Implementing a Linux Container in Go and Escaping it!!
Being a security enthusiast, I always look for ways to tweak around or break the software. Recently I’ve been interested in the container escapes and I’ve been reading about them for a while now. To understand the concept of container escapes, I’ve been reading about the containers underlying technology and tried to implement them in Go for a better understanding. After implementing it, I also tried to escape from it to the host.
A container is a chroot on steroids. –someone on the hackernews
What is a container?
We all have heard about containers somewhere in our day to day job with different meanings like it is a kind of lightweight virtualisation or kind of like a chroot jail or just simply as Process Isolation. According to Docker, it is a standard unit of software that packages up code and all its dependencies so the application runs quickly and reliably from one computing environment to another.
In the official Docker Documentation, they mentioned that containers use several features of the Linux kernel and combines them into a wrapper called a container format. Those features are:-
- Namespaces
- Control groups
- Union file systems
Namespaces
Linux namespaces are the underlying technology behind the most modern container implementations. Namespaces are processes’ awareness of what else is running around them. Namespaces allow for isolating global system resources within a group of processes. To list the namespaces in your linux system, you can use the lsns command which provides information about all the namespaces in the system by reading directly from the /proc directory.
dopamine@x:~$ lsns -l
NS TYPE NPROCS PID USER COMMAND
4026531834 time 34 442 dopamine /lib/systemd/systemd --user
4026531835 cgroup 34 442 dopamine /lib/systemd/systemd --user
4026531837 user 34 442 dopamine /lib/systemd/systemd --user
4026531840 net 34 442 dopamine /lib/systemd/systemd --user
4026532244 ipc 34 442 dopamine /lib/systemd/systemd --user
4026532255 mnt 34 442 dopamine /lib/systemd/systemd --user
4026532256 uts 34 442 dopamine /lib/systemd/systemd --user
4026532257 pid 34 442 dopamine /lib/systemd/systemd --user
Control groups
A control group (cgroup) is a Linux kernel feature that limits, accounts for, and isolates the resource usage (CPU, memory, disk I/O, network, and so on) of a collection of processes. Docker and other containerization tools use cgroups to control how much of a given key resource (CPU, memory, network, and disk I/O) can be accessed or used by a process or set of processes. Cgroups are a key component of containers because there are often multiple processes running in a container that you need to control together.

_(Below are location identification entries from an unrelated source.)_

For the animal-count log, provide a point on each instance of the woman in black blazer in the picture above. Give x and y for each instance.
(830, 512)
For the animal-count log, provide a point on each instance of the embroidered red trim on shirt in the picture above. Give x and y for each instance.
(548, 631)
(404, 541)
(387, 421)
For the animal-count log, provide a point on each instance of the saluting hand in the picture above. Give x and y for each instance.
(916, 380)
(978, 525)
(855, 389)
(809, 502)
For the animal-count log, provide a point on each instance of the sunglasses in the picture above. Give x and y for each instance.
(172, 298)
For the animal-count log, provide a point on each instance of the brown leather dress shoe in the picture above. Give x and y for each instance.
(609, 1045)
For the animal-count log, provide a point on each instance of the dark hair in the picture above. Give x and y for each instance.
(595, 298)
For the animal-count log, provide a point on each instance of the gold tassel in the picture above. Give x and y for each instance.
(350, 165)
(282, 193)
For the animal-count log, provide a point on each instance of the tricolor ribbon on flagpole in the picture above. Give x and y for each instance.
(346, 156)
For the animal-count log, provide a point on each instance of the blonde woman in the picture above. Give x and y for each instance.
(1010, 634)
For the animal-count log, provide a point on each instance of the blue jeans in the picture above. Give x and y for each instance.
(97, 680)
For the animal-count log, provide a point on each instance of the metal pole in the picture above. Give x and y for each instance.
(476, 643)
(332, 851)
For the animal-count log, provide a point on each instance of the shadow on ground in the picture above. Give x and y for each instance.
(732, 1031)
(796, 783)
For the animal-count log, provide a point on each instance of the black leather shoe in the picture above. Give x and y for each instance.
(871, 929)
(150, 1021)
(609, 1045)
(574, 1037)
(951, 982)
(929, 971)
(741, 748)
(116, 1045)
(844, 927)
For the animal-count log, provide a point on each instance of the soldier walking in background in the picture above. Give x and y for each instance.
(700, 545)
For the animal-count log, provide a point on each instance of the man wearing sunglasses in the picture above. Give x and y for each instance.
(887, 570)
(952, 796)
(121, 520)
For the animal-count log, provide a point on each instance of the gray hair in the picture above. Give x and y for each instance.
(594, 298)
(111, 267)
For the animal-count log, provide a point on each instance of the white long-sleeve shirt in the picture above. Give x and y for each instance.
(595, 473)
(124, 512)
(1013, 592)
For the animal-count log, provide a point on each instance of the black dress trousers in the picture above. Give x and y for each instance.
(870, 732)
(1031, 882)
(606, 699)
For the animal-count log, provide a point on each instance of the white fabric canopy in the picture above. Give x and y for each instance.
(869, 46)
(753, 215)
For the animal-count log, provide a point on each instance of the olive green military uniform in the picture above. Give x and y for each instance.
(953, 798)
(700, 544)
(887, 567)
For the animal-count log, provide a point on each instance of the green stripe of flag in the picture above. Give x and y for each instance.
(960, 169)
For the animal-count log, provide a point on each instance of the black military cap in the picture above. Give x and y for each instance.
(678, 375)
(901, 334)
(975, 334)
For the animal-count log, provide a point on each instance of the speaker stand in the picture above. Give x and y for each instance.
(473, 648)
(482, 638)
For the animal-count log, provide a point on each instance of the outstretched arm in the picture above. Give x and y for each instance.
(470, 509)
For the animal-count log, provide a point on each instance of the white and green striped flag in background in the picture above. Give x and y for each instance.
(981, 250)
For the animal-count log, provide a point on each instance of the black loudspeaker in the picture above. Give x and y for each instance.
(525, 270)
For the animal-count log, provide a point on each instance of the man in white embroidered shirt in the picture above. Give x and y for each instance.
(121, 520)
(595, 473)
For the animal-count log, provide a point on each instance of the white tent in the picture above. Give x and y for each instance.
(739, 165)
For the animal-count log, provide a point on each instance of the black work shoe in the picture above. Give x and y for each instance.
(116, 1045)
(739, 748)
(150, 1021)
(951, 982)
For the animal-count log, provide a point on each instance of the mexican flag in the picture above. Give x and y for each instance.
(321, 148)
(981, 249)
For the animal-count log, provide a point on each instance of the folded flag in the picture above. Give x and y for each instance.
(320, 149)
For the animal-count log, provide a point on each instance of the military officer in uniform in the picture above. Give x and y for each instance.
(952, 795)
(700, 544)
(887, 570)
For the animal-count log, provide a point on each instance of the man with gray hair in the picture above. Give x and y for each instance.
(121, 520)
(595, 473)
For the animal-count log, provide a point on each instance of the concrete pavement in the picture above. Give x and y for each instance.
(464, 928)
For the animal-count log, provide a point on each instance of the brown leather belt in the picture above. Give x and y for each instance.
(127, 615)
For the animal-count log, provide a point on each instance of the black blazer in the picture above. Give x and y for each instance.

Cgroups are exposed by the kernel as a special file system you can mount.
Union file systems
Different filesystems have different rules about file attributes, sizes, names, and characters. Union filesystems are in a position where they often need to translate between the rules of different filesystems. It allows files and directories of separate file systems, known as branches, to be transparently overlaid, forming a single coherent file system. Contents of directories which have the same path within the merged branches will be seen together in a single merged directory, within the new, virtual filesystem.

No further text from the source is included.